La formation artistique de Carné éclaire l'essentiel de son style. Parce qu'il a tourné un documentaire de plein air empreint de poésie populiste, il réclame, en 1933, un cinéma qui descende dans la rue, loin du décor et de l'artifice des studios, à la poursuite de la vie immédiate. De son maître Feyder, il rejette significativement toutes les recherches et innovations de langage fondées sur la technique et garde le réalisme méticuleux du personnage, du cadre et du détail. Profondément marqué par Lang et Murnau, Sternberg et Hawks, il veut pour ses films une atmosphère, qu'il demande d'abord à la plastique, à la composition très élaborée de l'image, aux clairs-obscurs suggestifs, aux perspectives bouchées derrière lesquelles vibre comme une secrète obsession du soleil. Mais la rue, le Paris dans lequel il exige que la caméra descende sont quasiment ceux de René Clair qui donnent, selon ses propres termes, « une interprétation de la vie plus vraie que la vie elle-même ». Le réel, sa vérité seront donc retrouvés au terme de deux artifices : l'artifice expressionniste de la mise en scène, l'artifice poétique du scénario. C'est là définir le réalisme poétique, que Carné n'invente pas mais conduit à son point d'aboutissement. Ce réalisme est une quasi-constante du cinéma français depuis Delluc, Kirsanoff, Vigo, en passant par Chenal, Feyder, Renoir, Duvivier, Grémillon. Carné le fait virer au noir, l'imprègne d'un fatum omniprésent, lui confère une aura plus tragique qu'envoûtante, même si elle n'échappe pas à une étrange fascination de la misère et du malheur : le fantastique social.
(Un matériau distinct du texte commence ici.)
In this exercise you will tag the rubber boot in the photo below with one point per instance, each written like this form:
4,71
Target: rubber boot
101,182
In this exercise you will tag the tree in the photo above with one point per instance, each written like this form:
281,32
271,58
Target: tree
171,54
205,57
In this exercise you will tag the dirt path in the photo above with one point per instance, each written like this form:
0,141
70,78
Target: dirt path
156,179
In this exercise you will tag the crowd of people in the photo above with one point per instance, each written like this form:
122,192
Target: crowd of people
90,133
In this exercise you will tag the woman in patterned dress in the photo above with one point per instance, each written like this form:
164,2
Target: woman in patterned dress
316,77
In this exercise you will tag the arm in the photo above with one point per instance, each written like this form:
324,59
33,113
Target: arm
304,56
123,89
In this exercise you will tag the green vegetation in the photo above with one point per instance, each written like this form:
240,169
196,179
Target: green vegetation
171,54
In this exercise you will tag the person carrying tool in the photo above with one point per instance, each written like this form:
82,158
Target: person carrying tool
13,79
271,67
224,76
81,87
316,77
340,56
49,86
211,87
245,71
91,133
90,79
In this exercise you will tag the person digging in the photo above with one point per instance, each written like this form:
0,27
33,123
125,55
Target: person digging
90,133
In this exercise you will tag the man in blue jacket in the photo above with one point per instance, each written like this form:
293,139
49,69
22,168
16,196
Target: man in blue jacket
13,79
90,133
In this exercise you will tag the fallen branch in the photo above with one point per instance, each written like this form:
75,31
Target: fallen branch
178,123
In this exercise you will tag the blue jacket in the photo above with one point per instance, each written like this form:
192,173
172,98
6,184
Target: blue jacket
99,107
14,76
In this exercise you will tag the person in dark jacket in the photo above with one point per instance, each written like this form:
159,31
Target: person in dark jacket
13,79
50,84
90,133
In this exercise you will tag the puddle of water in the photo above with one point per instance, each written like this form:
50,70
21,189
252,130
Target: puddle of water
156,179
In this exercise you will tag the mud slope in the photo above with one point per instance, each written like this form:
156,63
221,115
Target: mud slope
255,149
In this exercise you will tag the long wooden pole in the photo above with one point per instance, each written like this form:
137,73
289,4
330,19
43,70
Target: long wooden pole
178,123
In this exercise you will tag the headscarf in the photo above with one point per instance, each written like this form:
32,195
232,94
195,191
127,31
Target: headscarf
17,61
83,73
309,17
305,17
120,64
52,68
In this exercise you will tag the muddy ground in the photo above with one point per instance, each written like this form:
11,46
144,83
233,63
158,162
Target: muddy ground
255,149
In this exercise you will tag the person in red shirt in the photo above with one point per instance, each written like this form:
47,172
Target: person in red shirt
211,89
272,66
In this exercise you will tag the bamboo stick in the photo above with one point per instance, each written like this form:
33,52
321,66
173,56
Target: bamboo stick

Avec Jacques Prévert, les opérateurs Eugène Schüfftan, Curt Courant, Roger Hubert, le décorateur Alexandre Trauner, les musiciens Maurice Jaubert, Joseph Kosma et, pour deux de ses classiques, Jean Gabin, Carné constitue une équipe stable qui l'aide à définir un style et une vision du monde. Le style est raisonnable, rigoureux, limpide, plutôt froid. Carné procède par champs et contrechamps commandés par le dialogue et l'intelligence du rythme. Il refuse l'effet de cinéma : le réveille-matin qui sonne au dénouement du Jour se lève pour appeler un ouvrier mort au travail est unique dans son œuvre. Son découpage est analytique. Héritier du kammerspiel et de son fatalisme, il a le goût des trois unités et celui de la claustration, de la clôture-prison. Peintre bien plus qu'architecte, s'il veut que la ville figure aussi le destin, que le décor constitue la psychologie de ses héros, que la caméra soit un acteur du drame, il privilégie néanmoins l'atmosphère, donne le pas aux personnages sur l'action. Son picturalisme déréalise subtilement le monde qu'il a construit, le hante de rêve, d'espoir ou d'angoisse, le dissout plus qu'à demi dans la légende (les Visiteurs du soir) ou dans le mythe (Quai des brumes, les Portes de la nuit). On a pu très justement dire : un pavé de Carné n'est pas un cube de pierre ; c'est un bloc d'ouate aux formes molles gorgées d'huile.